USA TODAY High School Sports has a weekly column on the recruiting process. This isn’t about where just the top five-star athletes are headed but rather a guide to the process and the pitfalls for student-athletes nationwide from Playced.com. This week’s article is written by Ross Hawley, the president of the company. Playced.com is an industry leader in college recruiting. Their technology-based recruiting service identifies the right colleges for potential recruits to pursue and provides a recruiting system that is second to none for student-athletes of all talent levels and ages.
Steve Ryan’s Morningside College football program capped off a 15-0 2018 season by winning the NAIA National Championship. For guiding the Mustangs to their first national title in school history, he was named the NAIA Coach of the Year by the American Football Coaches Association. Which, by the way, is the second time he’s won that award during his tenure in Sioux City (IA). And in his 17 seasons at the helm, Coach Ryan’s Morningside program has a record of 170-40. He’s experienced only one losing season, guided Morningside to 12 straight NAIA playoff appearances and nine Great Plains Athletic Conference Championships, including the last eight in a row. In other words, all Coach Ryan does is win, win, win no matter what!
This week, I sat down with Coach Ryan to gain his insight into the college recruiting process. From what you need to know about the recruiting process, to a major red flag he watches for when recruiting a player, here is what he had to say.
Q: Talk about how unique the college recruiting process is for each athlete.
A: Everybody wants something different. The reason why you want to be in a program, isn’t the same reason the next person wants to be in that same program. The experience you want isn’t going to be the same experience the other recruit wants. Maybe you want to do whatever it takes to get to the professional level, and the next guy just wants to enjoy the competition at the college level, focus on his degree and make lifelong friends. Whatever the circumstances might be, the college experiences are going to be different. Therefore, you’ve got to focus on your circumstances during the recruiting process. What is it that you’re trying to accomplish? What do you want your experience to be? You can’t get caught up in trying to be like everyone else while you’re being recruited, because you won’t be like everyone else once you’re on campus.
Q: What’s something every high school athlete should know about the recruiting process?
A: I had two daughters go through the recruiting process. So, it’s not only my job as a coach, but it was my job as a parent to help my daughters figure out what was best for of them. What I told my own kids is what I tell all young men and women. What are the schools you want to go to? Don’t assume that the coaches at those schools know who you are. Take the initiative and reach out to them. In turn, those coaches can take your inquiry seriously and recruit you, or they can delete it. That’s really what it comes down to. If you’re taking the initiative to reach out and let them know how interested you are in their school, then at least you don’t have to wonder “what if” the rest of your life. The reward far outweighs the risk for a recruit to be proactive in this process.
Q: Are there any major red flags you pay attention to in the recruiting process?

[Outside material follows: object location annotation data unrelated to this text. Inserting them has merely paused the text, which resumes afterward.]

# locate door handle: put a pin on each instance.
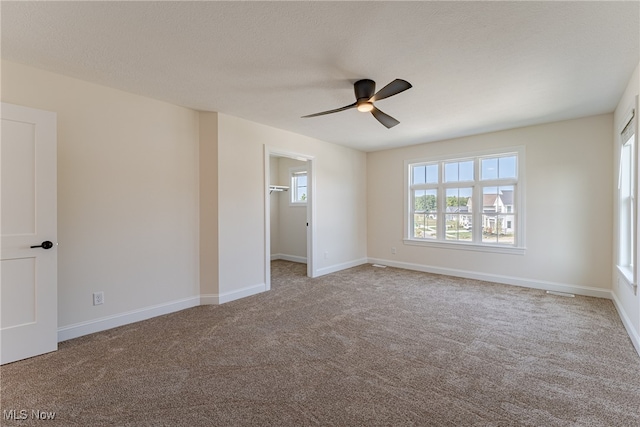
(44, 245)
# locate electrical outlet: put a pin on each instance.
(98, 298)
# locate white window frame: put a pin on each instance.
(477, 185)
(293, 174)
(627, 202)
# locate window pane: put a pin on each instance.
(458, 214)
(499, 167)
(425, 226)
(419, 175)
(498, 199)
(432, 174)
(458, 227)
(458, 171)
(425, 200)
(466, 171)
(299, 187)
(424, 174)
(489, 168)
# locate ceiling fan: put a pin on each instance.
(365, 97)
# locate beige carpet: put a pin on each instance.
(362, 347)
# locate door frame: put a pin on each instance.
(40, 335)
(311, 214)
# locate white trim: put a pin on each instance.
(628, 325)
(89, 327)
(217, 299)
(292, 258)
(497, 278)
(338, 267)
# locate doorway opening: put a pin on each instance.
(288, 209)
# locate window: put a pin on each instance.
(627, 202)
(472, 202)
(298, 186)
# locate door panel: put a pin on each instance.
(28, 276)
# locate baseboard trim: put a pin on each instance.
(337, 267)
(102, 324)
(217, 299)
(292, 258)
(497, 278)
(628, 325)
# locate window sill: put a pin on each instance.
(467, 246)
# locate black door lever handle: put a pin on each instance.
(45, 245)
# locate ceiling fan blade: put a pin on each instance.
(346, 107)
(384, 118)
(393, 88)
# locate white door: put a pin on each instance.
(28, 230)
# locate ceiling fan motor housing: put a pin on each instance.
(364, 90)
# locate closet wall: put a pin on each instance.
(288, 222)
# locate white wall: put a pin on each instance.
(274, 204)
(568, 208)
(340, 200)
(127, 196)
(627, 302)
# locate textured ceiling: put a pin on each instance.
(475, 66)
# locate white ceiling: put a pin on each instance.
(475, 66)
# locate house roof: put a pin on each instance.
(475, 66)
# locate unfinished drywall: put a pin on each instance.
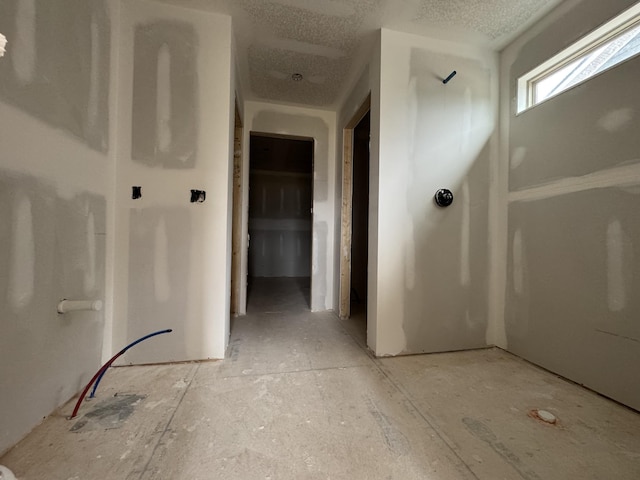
(574, 194)
(52, 248)
(173, 263)
(320, 126)
(432, 262)
(55, 184)
(57, 64)
(165, 95)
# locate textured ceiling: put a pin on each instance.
(323, 39)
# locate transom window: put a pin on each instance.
(614, 42)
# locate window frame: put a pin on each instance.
(609, 31)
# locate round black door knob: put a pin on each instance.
(444, 197)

A: Probably one of the worst things we can hear from a recruit is that he’s going to go with the best offer. We will pull off recruiting a guy if we hear that or get the sense that his decision is going to be based solely on a dollar amount. For example, if a kid in Texas tells me he wants to come up to Iowa because Morningside is $1,000 less than a school in Texas, that’s a major red flag. So, you’re going to drive back and forth 600 miles over a $1,000 difference? It will take that kid two weeks to realize that the decision he made wasn’t worth $1,000. My point is this: making a college decision based solely on a dollar value is a bad idea. If we have to buy you as a program, you’re never going to be happy here. The best teams aren’t buying kids.
Q: Describe the type of player you recruit into your program.
A: I want guys that are going to work for what they’ve got. I want the guys that want to be a part of the community, that want more than just football. They see bigger than just the here and now. They know where they want to be 10-20 years from now and they can see that our program is what’s going to get them there. Those are the guys that make the best team. Not the guys that it’s all about “me” and who cares about everyone else. I go back to the idea of the guy looking for the best offer. If that’s really all you’re about, you’re most likely not considering the team or the things that matter. And, that’s probably how you approach other things in life. I’m not saying you’re a bad person for doing that, I’m just saying that we can’t win with guys like that.